We are deeply embarrassed and beg the forgiveness of M&C Saatchi and Mars Inc. on behalf of an Ad Age staffer who viewed the new Whiskas spot--billed "The first ever commercial for cats"--and dismissed it as folly.

"That's so stupid," our colleague remarked, after screening the spot filled with mice, fish, balls of string, packs of Whiskas and similar feline enticements. "Cats have no buying power."

She is, of course, technically correct. Market research confirms that cats seldom buy their own food. Entertaining them in a TV commercial, therefore, could be construed as mistargeting.

Except, of course, for the fact that the first TV commercial for cats isn't for cats at all. It is for cat owners, who do--statistics show--buy the majority of cat food worldwide.

In order to influence cat owners, it is necessary first to understand cat owners, and that is where this ad departs from its predecessors. Traditionally, on the assumption that cat owners are fond of cats, the commercials all starred cats. Talking cats, singing cats, dancing cats and--above all--eating cats. This approach is perfectly valid, but it fails to thoroughly exploit the defining characteristic of cat owners:

They are completely pathetic.

Unlike dog owners, for instance, whose care, or even indifference, is rewarded with unstinting canine loyalty and affection, cat owners are generally ignored by their pets and reduced to savoring what meager expressions of affection the cat may offer when, infrequently, it deigns to do so.

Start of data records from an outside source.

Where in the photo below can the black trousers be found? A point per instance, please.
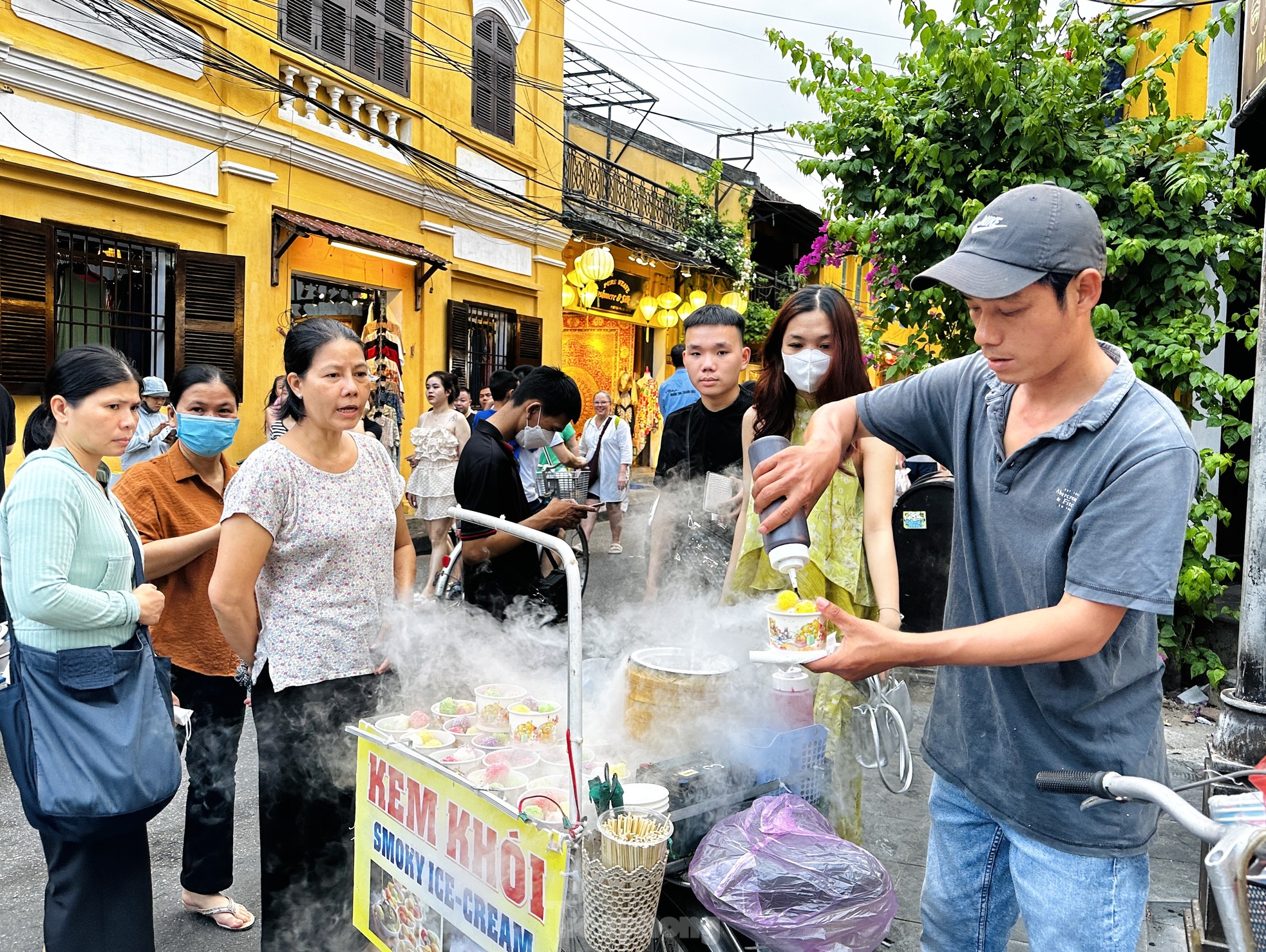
(99, 897)
(220, 713)
(307, 810)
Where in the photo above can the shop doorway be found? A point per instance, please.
(322, 298)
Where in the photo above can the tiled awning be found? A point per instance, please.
(288, 226)
(307, 226)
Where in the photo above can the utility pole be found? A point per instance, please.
(750, 135)
(1240, 738)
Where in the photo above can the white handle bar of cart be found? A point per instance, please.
(575, 682)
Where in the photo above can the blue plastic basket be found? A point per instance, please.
(789, 755)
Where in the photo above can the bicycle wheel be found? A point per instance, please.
(447, 586)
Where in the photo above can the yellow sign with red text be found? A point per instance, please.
(424, 842)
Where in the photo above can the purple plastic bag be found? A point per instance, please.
(780, 874)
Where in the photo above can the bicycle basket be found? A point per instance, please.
(563, 484)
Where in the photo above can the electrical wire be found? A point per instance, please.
(794, 19)
(727, 107)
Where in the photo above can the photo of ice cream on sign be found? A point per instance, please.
(795, 624)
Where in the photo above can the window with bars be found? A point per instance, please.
(493, 76)
(372, 38)
(164, 306)
(483, 340)
(115, 293)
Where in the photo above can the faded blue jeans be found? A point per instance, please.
(983, 875)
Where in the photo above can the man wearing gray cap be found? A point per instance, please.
(1073, 487)
(155, 428)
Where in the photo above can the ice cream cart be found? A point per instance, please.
(516, 869)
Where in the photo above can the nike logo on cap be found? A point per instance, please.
(987, 223)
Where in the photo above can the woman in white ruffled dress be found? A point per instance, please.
(439, 440)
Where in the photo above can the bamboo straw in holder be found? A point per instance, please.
(633, 837)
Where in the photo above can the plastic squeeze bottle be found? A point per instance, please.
(788, 546)
(793, 699)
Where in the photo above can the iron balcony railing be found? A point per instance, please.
(594, 185)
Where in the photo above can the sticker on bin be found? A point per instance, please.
(1238, 808)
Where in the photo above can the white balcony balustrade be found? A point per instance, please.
(339, 113)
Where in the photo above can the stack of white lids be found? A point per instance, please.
(647, 797)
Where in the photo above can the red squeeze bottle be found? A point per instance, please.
(793, 699)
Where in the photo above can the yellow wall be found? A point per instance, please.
(238, 219)
(654, 167)
(1189, 85)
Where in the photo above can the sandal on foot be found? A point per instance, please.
(229, 908)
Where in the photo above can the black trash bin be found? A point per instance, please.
(923, 533)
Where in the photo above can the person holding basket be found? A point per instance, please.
(607, 443)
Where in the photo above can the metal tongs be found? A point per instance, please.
(880, 738)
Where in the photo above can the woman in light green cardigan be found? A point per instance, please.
(69, 579)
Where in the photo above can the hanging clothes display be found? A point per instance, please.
(647, 419)
(385, 355)
(625, 406)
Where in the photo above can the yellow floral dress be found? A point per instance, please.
(837, 571)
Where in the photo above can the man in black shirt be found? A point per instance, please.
(8, 438)
(498, 566)
(704, 437)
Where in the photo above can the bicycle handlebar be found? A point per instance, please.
(1115, 787)
(1226, 864)
(1073, 781)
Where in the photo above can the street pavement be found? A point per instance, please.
(895, 827)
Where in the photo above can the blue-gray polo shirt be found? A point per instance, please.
(1097, 508)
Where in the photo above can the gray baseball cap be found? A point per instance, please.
(1018, 237)
(155, 386)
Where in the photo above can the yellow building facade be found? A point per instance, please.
(618, 196)
(184, 182)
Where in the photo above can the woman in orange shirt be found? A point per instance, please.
(176, 501)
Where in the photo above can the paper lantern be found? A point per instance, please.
(735, 301)
(596, 264)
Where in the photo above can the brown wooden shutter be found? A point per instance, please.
(504, 82)
(484, 75)
(458, 341)
(209, 310)
(528, 342)
(335, 42)
(297, 23)
(365, 39)
(27, 295)
(394, 65)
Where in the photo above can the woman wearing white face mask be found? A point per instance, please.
(813, 356)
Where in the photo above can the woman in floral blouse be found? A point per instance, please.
(314, 534)
(813, 356)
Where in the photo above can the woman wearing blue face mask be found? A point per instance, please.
(813, 356)
(176, 501)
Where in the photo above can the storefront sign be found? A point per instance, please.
(426, 845)
(619, 294)
(1252, 56)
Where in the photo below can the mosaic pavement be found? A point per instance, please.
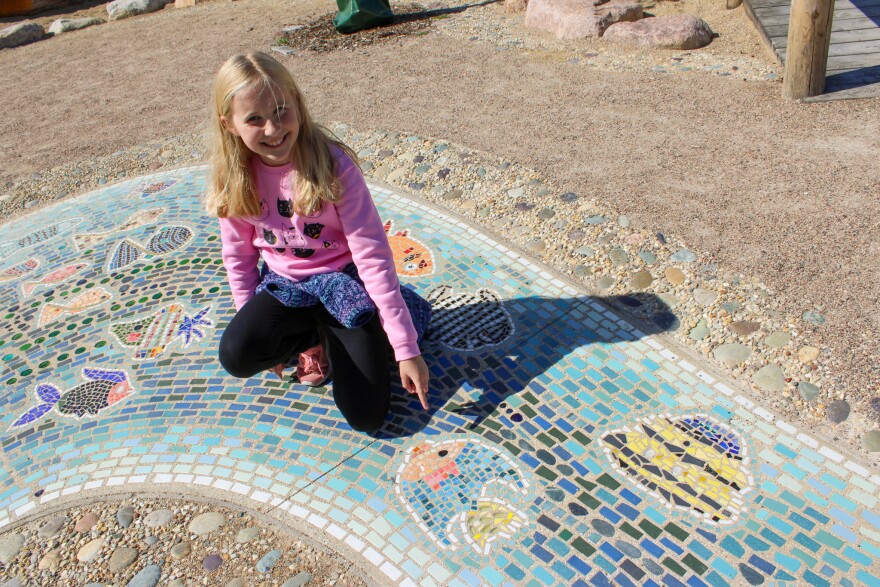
(563, 446)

It's a particularly unfortunate form of unrequited love, like the obsessive suitor who is spurned repeatedly but never gets the message. The more the lady rejects his blandishments, the harder he tries. But when the same woman realizes she needs something from the loser, all of a sudden she cynically feigns interest, getting his hopes up until she gets what she needs. Then she resumes blowing him off as usual.

Likewise, the more aloof and self-centered cats are with their owners, the more unrequited affection the owners feel. So when kitty suddenly abandons its indifference and purrs or nuzzles--in the blatant self-interest of wanting to be fed, for example--the gesture is mistaken as an expression of genuine affection.

No, not mistaken as affection. Accepted as affection. Cat people aren't really self-deluding; they know the deal. In fact, that very reserved feline demeanor is what fascinates. Cat fanciers pay jealous attention to anything that does engage their pets, as if to marvel at its power to achieve what pure love cannot.

Long ago in the Ad Review household, before Pang Our Cat was banished for unspecified crimes against humanity, we would be enthralled watching her be enthralled skittering after and fetching little wads of paper flicked across the room. Why? Because she never skittered after us. She treated us like litter.

M&C Saatchi--with the U.S. adaptation by D'Arcy Masius Benton & Bowles--clearly understands this phenomenon. Their commercial--a simple series of objects attractive to felines--invites the consumer to respond, "Yeah, shiny objects. Yep, balls of string. Yep, the sound of the food container being opened. They know our Fluffy!" Thus deemed simpatico, Whiskas' rare understanding will be confused with affection--an affection that will be repaid times over at the checkout line. Why? Because, as we have seen, that's how cat owners think. Why?

Well, with apologies once again: Because they are pathetic.